Careful medical history is necessary since CDAD has been reported to occur over two months after the administration of antibacterial agents.
If CDAD is suspected or confirmed, ongoing antibacterial drug use not directed against C. difficile may need to be discontinued. Appropriate fluid and electrolyte management, protein supplementation, antibacterial drug treatment of C. difficile, and surgical evaluation should be instituted as clinically indicated.
Potential Interactions Producing Elevation of Blood Pressure: Unless patients are monitored for potential increases in blood pressure, linezolid should not be administered to patients with uncontrolled hypertension, pheochromocytoma, thyrotoxicosis and/or patients taking any of the following types of medications: directly and indirectly acting sympathomimetic agents (e.g., pseudoephedrine), vasopressive agents (e.g., epinephrine, norepinephrine), dopaminergic agents (e.g., dopamine, dobutamine)
Lactic Acidosis: Lactic acidosis has been reported with the use of ZYVOX. In reported cases, patients experienced repeated episodes of nausea and vomiting. Patients who develop recurrent nausea or vomiting, unexplained acidosis, or a low bicarbonate level while receiving ZYVOX should receive immediate medical evaluation.
Convulsions: Convulsions have been reported in patients when treated with linezolid. In some of these cases, a history of seizures or risk factors for seizures was reported.
Hypoglycemia: Postmarketing cases of symptomatic hypoglycemia have been reported in patients with diabetes mellitus receiving insulin or oral hypoglycemic agents when treated with linezolid, a reversible, nonselective MAO inhibitor. Some MAO inhibitors have been associated with hypoglycemic episodes in diabetic patients receiving insulin or hypoglycemic agents. While a causal relationship between linezolid and hypoglycemia has not been established, diabetic patients should be cautioned of potential hypoglycemic reactions when treated with linezolid.
Development of Drug-Resistant Bacteria: Prescribing ZYVOX in the absence of a proven or strongly suspected bacterial infection or a prophylactic indication is unlikely to provide benefit to the patient and increases the risk of the development of drug-resistant bacteria.

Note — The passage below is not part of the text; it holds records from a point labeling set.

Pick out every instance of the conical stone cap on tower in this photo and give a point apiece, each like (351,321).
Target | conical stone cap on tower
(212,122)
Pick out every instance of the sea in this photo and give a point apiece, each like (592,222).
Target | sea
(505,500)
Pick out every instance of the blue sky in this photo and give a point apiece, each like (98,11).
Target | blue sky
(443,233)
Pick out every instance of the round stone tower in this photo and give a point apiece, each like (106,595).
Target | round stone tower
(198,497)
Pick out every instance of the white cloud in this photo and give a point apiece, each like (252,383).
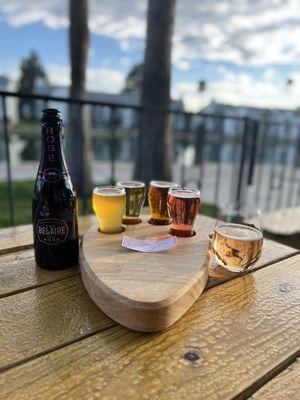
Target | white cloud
(241,89)
(245,32)
(97,79)
(259,33)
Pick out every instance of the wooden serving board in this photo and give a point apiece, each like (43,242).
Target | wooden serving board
(146,292)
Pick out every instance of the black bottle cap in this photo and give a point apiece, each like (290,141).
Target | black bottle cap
(51,113)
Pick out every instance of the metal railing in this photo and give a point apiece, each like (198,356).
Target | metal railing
(231,158)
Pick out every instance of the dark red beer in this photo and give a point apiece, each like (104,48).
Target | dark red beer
(183,207)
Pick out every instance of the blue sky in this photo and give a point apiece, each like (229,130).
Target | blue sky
(244,49)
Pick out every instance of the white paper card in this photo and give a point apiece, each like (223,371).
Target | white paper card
(149,245)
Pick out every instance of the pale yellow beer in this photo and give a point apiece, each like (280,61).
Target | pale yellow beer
(109,204)
(135,197)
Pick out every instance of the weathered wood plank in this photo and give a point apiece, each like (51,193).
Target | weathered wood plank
(37,320)
(230,339)
(286,386)
(20,237)
(18,272)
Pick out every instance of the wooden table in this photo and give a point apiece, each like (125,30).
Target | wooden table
(241,337)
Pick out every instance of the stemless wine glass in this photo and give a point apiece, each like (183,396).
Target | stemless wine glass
(237,238)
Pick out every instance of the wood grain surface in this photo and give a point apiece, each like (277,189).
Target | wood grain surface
(45,318)
(21,238)
(286,386)
(18,272)
(232,337)
(147,292)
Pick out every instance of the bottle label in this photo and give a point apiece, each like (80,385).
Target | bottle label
(52,231)
(53,175)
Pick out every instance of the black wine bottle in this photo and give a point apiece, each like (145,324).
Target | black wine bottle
(54,205)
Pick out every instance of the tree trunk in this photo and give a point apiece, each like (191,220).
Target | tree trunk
(154,153)
(78,147)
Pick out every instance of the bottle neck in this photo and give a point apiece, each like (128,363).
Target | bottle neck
(52,146)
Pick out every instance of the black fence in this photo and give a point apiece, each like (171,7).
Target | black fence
(231,159)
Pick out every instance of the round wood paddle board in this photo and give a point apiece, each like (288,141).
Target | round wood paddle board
(146,292)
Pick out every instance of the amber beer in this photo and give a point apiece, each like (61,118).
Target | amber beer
(237,246)
(109,205)
(183,205)
(54,204)
(135,197)
(157,197)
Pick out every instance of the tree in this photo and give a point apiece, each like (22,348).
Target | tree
(154,140)
(32,73)
(133,81)
(78,140)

Monoamine Oxidase Inhibitors: Linezolid is a reversible, nonselective inhibitor of monoamine oxidase
Adrenergic and Serotonergic Agents: Linezolid has the potential for interaction with adrenergic and serotonergic agents
Use in specific populations
Pregnancy: Available data from published and postmarketing case reports with linezolid use in pregnant women have not identified a drug-associated risk of major birth defects, miscarriage, or adverse maternal or fetal outcomes.
Lactation: Linezolid is present in breast milk. Based on data from available published case reports, the daily dose of linezolid that the infant would receive from breastmilk would be approximately 6% to 9% of the recommended therapeutic infant dose (10 mg/kg every 8 hours). There is no information on the effects of linezolid on the breastfed infant; however, diarrhea and vomiting were the most common adverse reactions reported in clinical trials in infants receiving linezolid therapeutically
In the event of overdosage, supportive care is advised, with maintenance of glomerular filtration. Hemodialysis may facilitate more rapid elimination of linezolid. In a Phase 1 clinical trial, approximately 30% of a dose of linezolid was removed during a 3-hour hemodialysis session beginning 3 hours after the dose of linezolid was administered. Data are not available for removal of linezolid with peritoneal dialysis or hemoperfusion. Clinical signs of acute toxicity in animals were decreased activity and ataxia in rats and vomiting and tremors in dogs treated with 3,000 mg/kg/day and 2,000 mg/kg/day, respectively.